Ci sono delle slide che mostrano come il trattamento chirurgico del cancro della vulva sia molto invasivo. come vi
ho detto l’altra volta solo il tumore della cervice a una stadiazione clinica, gli altri tumori sono tutta sta di azione
di tipo chirurgico perché tutti passano dal trattamento chirurgico. Per il cancro di vulva l’operazione chirurgica
consiste nella rimozione radicale della lesione e delle linfoghiandole inguinali. Trattamento che varia sulla base
della stadiazione FIGO.

Stadio IA Tumorectomia radicale


(senza dissezione linfonodale)
Escissione fino alla fascia
inferiore del diaframma
urogenitale

Stadio IB e successivi
Una volta si faceva con questo tipo di incisione molto drammatica (Basset) che esponeva queste donne a rischio
di complicanze molto alto, immaginatevi che difficoltà hanno queste cicatrici a suturare in prossimità della
regione anale e in zone sporche per definizione.

Byron, tecnica delle tre incisioni separate.


Oggi si fa comunque un intervento di vulvectomia radicale cioè di rimozione dei genitali esterni fino al livello
della fascia profonda, ovviamente cercando di rispettare un margine chirurgico sano (anche se non è sempre
facile in prossimità di queste strutture come l’uretra o il canale anale) e poi la rimozione dei linfonodi inguinali
attraverso altre due incisioni, questo sicuramente riduce il rischio di complicanze.

Qui ci sono delle slide più tecniche che è però danno idea di quanto sia drammatico questo intervento.

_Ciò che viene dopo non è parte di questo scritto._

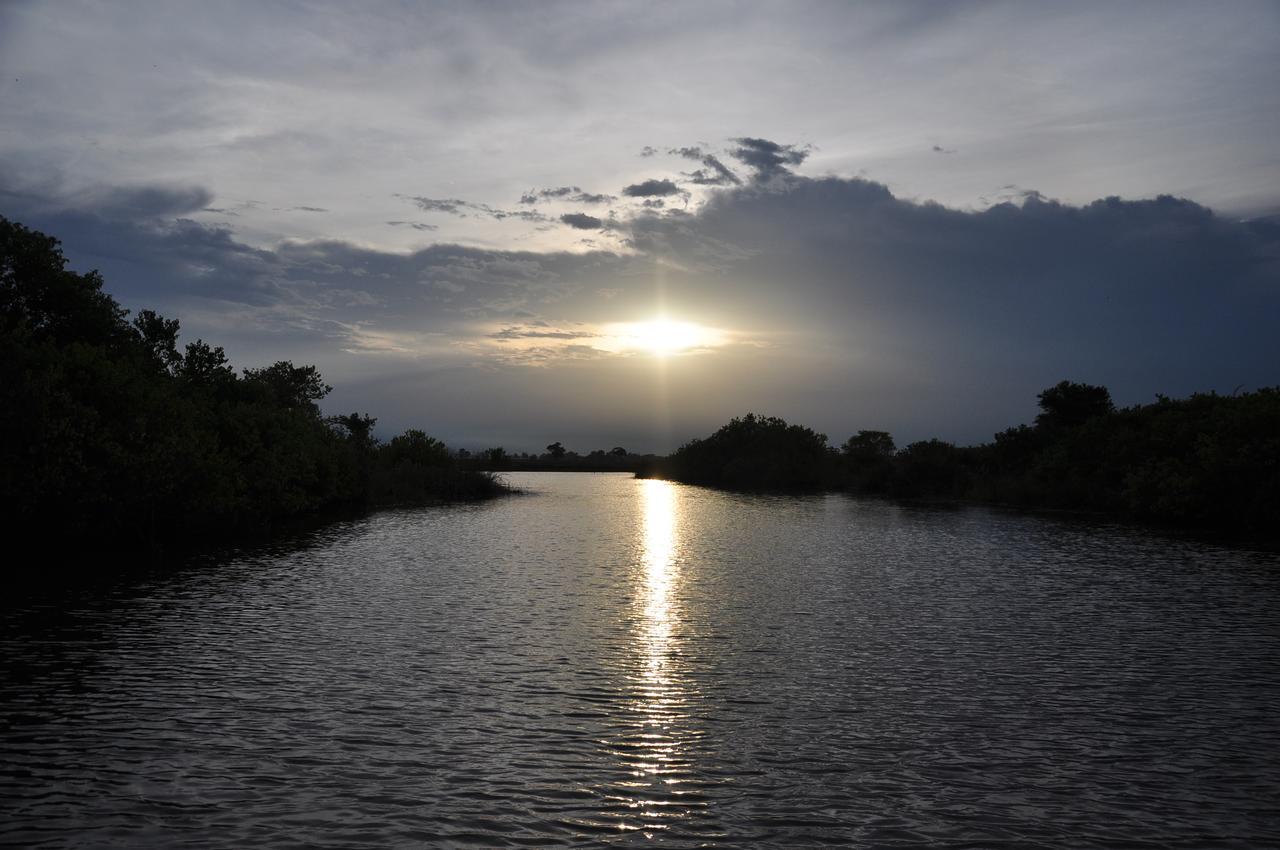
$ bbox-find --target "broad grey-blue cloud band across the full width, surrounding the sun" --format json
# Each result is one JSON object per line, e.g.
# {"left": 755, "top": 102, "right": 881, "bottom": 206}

Lo Stato linfonodale deve essere conosciuto perché rappresenta il principale fattore prognostico e in qualche
modo questi linfonodi li devo togliere far analizzare. La procedura che mi garantirebbe la negatività linfonodi dal
punto di vista istopatologico è la linfadenectomia. Tuttavia queste donne una volta che li tolgo linfonodi che
drenano gli arti inferiori hanno tutta una serie di complicanze tra cui dei linfedemi molto pronunciati. Inoltre i
linfonodi sono infiltrati solo nel 10% dei casi, quindi puoi fare questo intervento molto invasivo e però che è utile
solo in un 10% dei casi e ci sono un 90% di linfadenectomie che non servono a niente, anzi creano tutto questo
tipo di complicanze (difatti servono per dimostrare che i linfonodi sono negativi ma non servono a niente dal
punto di vista del trattamento). Inoltre queste pazienti sono anziane con problemi motori e questi linfedemi
limitano ulteriormente la motilità della donna, aumentando tutti i rischi legati all’ipomotilità.
Qal è stata la soluzione? LINFONODO SENTINELLA.
Il linfonodo sentinella è stato l’escamotage per ridurre il linfedema dell’arto superiore nel cancro di mammella.
Oggi ci rappresenta lo standard terapeutico anche nel carcinoma della vulva. Ne i tumori di piccole dimensioni
diciamo inferiore a 2 cm possono fare il linfonodo sentinella o con il blu o meglio con il tracciante radioattivo. La
tecnica del linfonodo sentinella è uguale per tutti tumori che lo fanno: oggi è standard per la mammella,
melanoma, sostanzialmente nel nostro scenario è lo standard per la vulva e si sta sviluppando anche su
endometrio cervice grazie a tecniche come per esempio la robotica dove si può utilizzare la fluorescenza. I dati
delle slide delle di accuratezza del linfonodo sentinella sono più sono un po’ vecchiotti: oggi il tracciante è
sicuramente affidabile e deve esserlo perché il rischio del sentinella è quello di avere un falso negativo (voi
quando prelevate quel linfonodo dovete essere sicuri che il primo linfonodo di drenaggio e che se quello è
negativo dovrebbe essere negativo tutto il pacchetto).